Manual canister type with 3 lines. Old pump removed by prior owner installing and lost. Installing new so I can test fire it up. The question is where does the 3rd line attach? One line from tank, line 2 to carb...I see no hose for line for line 3. I assume this must be some kind of cooling or vent line. But this car has no charcoal canister to 2nd line running to tank. Ive searched for days on the net. Need some help and advice. Thanks.


----------



## bigD (Jul 21, 2016)

Some cars came with what is sometimes called a vapor return line, which goes back to the tank. Some cars did not come with a vapor return line. 

Some pumps have a fitting for the vapor return line & some don't. If you have one that does, but don't need it, than all you have to do is make a good plug for it. I did this on most all my bracket cars. If I remember correctly I used a short piece of fuel line hose, a bolt, & 2 hose clamps. Worked just fine. 

Obviously, you don't want the plug(or any gas line fitting) to leak gas. I've found that the small, narrow worm gear clamps can cut into the rubber fuel line and, over time, cause a leak. So, years ago, I began using clamps with wider bands, of at least 1/2". I recently bought some clamps at O'Reilly which have a 9/16" wide band. But they ain't cheap, @ $1.29 each. 
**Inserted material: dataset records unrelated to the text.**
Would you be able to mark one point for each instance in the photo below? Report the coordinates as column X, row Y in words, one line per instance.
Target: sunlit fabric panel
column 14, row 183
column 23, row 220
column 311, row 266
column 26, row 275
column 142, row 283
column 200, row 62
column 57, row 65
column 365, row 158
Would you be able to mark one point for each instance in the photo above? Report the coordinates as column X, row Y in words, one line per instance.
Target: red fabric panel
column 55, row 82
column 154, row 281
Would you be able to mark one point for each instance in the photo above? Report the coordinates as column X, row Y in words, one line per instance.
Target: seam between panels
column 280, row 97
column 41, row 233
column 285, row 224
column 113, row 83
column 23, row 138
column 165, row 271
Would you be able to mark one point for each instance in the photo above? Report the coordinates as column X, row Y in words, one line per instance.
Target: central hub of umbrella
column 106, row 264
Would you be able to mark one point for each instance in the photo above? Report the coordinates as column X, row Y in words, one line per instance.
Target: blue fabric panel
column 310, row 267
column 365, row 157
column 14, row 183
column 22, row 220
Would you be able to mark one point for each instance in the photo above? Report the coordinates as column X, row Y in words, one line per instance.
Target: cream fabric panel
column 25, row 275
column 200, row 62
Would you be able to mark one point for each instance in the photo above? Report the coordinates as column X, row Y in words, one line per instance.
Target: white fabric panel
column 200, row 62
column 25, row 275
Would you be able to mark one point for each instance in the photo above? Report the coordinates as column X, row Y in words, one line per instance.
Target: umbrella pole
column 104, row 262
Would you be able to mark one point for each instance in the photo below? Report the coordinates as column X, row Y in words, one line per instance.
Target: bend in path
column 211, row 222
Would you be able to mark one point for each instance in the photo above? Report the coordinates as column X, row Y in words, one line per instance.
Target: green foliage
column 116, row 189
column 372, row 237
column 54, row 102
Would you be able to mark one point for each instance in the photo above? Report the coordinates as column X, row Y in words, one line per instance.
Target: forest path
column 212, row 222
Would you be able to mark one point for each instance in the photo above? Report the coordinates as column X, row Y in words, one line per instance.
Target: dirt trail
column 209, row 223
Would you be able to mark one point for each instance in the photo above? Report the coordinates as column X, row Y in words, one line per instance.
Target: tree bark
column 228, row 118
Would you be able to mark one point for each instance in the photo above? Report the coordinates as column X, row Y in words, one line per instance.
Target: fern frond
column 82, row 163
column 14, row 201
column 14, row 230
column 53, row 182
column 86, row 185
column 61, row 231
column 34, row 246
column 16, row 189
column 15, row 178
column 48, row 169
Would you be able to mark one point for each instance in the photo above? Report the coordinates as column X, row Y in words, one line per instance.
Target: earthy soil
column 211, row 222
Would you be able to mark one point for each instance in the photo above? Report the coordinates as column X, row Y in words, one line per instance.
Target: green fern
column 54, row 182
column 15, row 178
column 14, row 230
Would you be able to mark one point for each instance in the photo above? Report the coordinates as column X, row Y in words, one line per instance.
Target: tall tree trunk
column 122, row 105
https://www.oreillyauto.com/detail/...hose-clamp/mp5006/4458979/2008/mazda/3?pos=45

For those who might wanna find some cheaper clamps, with 1/2" wide bands, i found some online at Grainger, Amazon, & Wal Mart. Haven't ordered any yet. You can order from Grainger online, then pick 'em up at your local Grainger store. 

https://www.grainger.com/product/GRAINGER-APPROVED-1-2-Wide-16P292

https://www.amazon.com/Cambridge-Cl...fix=hose+clamps+size+6,industrial,257&sr=8-15

https://www.amazon.com/Stainless-St...efix=hose+clamps+size+6,industrial,257&sr=8-4

https://www.walmart.com/ip/Cambridg...eKJFDwMQ0RILEI2DYAy7ijutHPtl-JW4aAr8vEALw_wcB

OR, some of you guys might be able to find cheap wide band clamps at your local parts store. I have no idea. For good prices on most stuff, I have to buy online. 

Back in the old days, if I didn't have any wide band clamps on hand, I'd use 2 of the narrow band clamps, butted up together. The wider band width seems to seal the hose connections better, with less chance of cutting the hose. Another upgrade is to use fuel injection grade hose. It has more reinforcing fibers than the old type regular low pressure hose. 

Then there are those who will plumb everything with AN fittings & metal braid covered hose. Can't speak to that. No experience. 

Some like to use a return line in order to keep the gas a little cooler, by keeping it circulating, rather than having it stay in the pump longer.


----------